Additional Secretary (Asia Pacific), Ministry of Foreign Affairs

Non-Resident High Commissioner to the Solomon Islands

Spokesperson for the Ministry of Foreign Affairs
- In office August 2020 – August 2021
- Preceded by: Aisha Farooqui
- Succeeded by: Asim Iftikhar Ahmad

High Commissioner of Pakistan to Australia

Personal details
- Education: National Defense University
- Profession: Diplomat

= Zahid Hafeez Chaudhri =

Pakistani diplomat

Zahid Hafeez Chaudhri is a Pakistani diplomat with over two decades of experience in international relations. He has served in various capacities, including as the Foreign Office Spokesperson and as the Non-Resident High Commissioner to the Solomon Islands.

He studied at the National Defense University, Washington DC.

==Career==
Chaudhri has been a part of diplomatic missions for Pakistan, Washington DC and London. He served as the Director General overseeing regions including Afghanistan, Iran, and Turkey within the Ministry of Foreign Affairs.

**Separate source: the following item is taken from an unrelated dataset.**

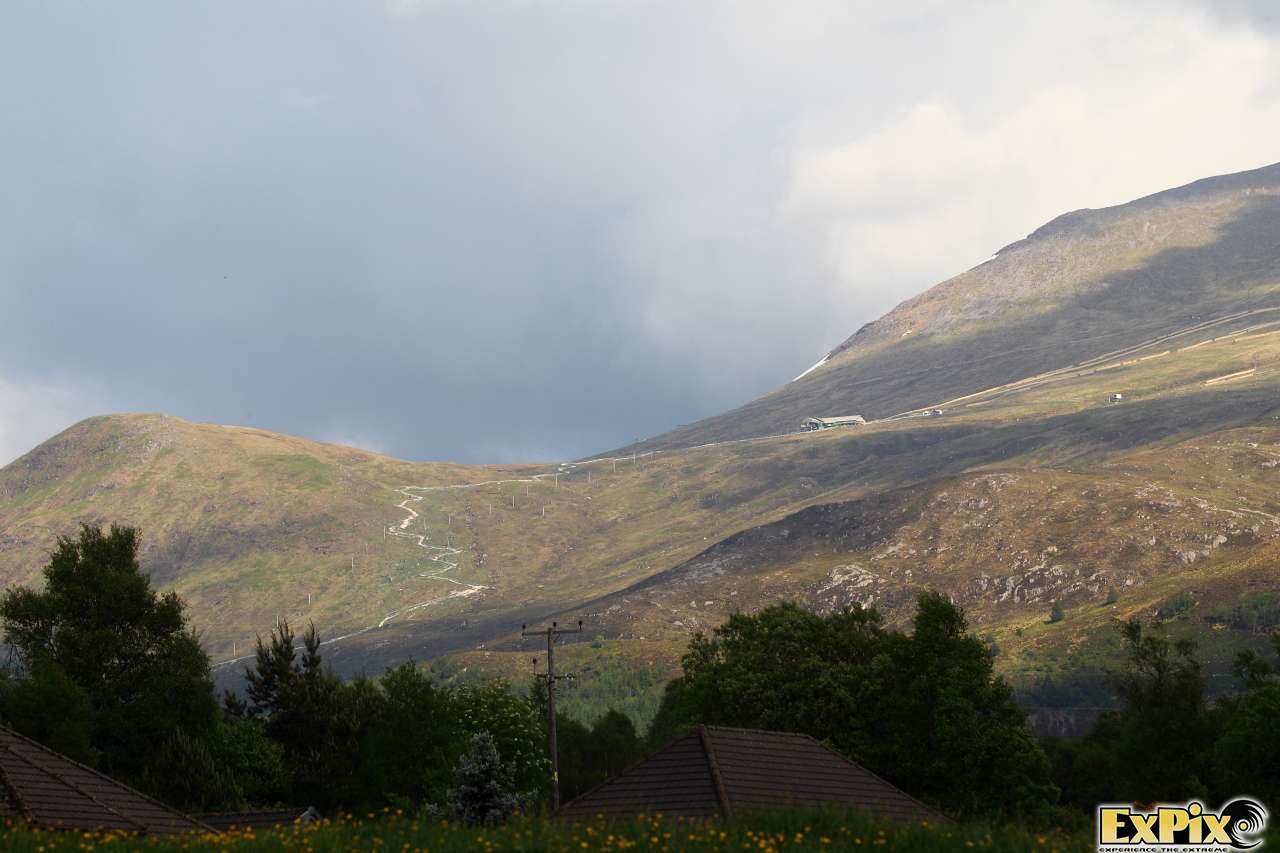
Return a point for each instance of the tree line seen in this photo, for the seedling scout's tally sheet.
(109, 671)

He has also contributed as the Joint Secretary for National Security within the National Security Division and as the Director General in the President's Secretariat. Currently, he holds the position of Additional Secretary responsible for the Asia Pacific region at the Ministry of Foreign Affairs.

===As foreign office spokesperson===
Chaudhry was appointed Foreign Office Spokesperson in August 2020, replacing Aisha Farooqui. He served in this position until he was succeeded by Asim Iftikhar Ahmad.

===As High Commissioner to Australia ===
In May 2021, Chaudhry was appointed High Commissioner of Pakistan to Australia. This appointment is part of a series of diplomatic assignments approved by then Prime Minister Imran Khan.

===As High Commissioner to Solomon Islands===
Chaudhry was appointed as the Non-Resident High Commissioner of Pakistan to the Solomon Islands.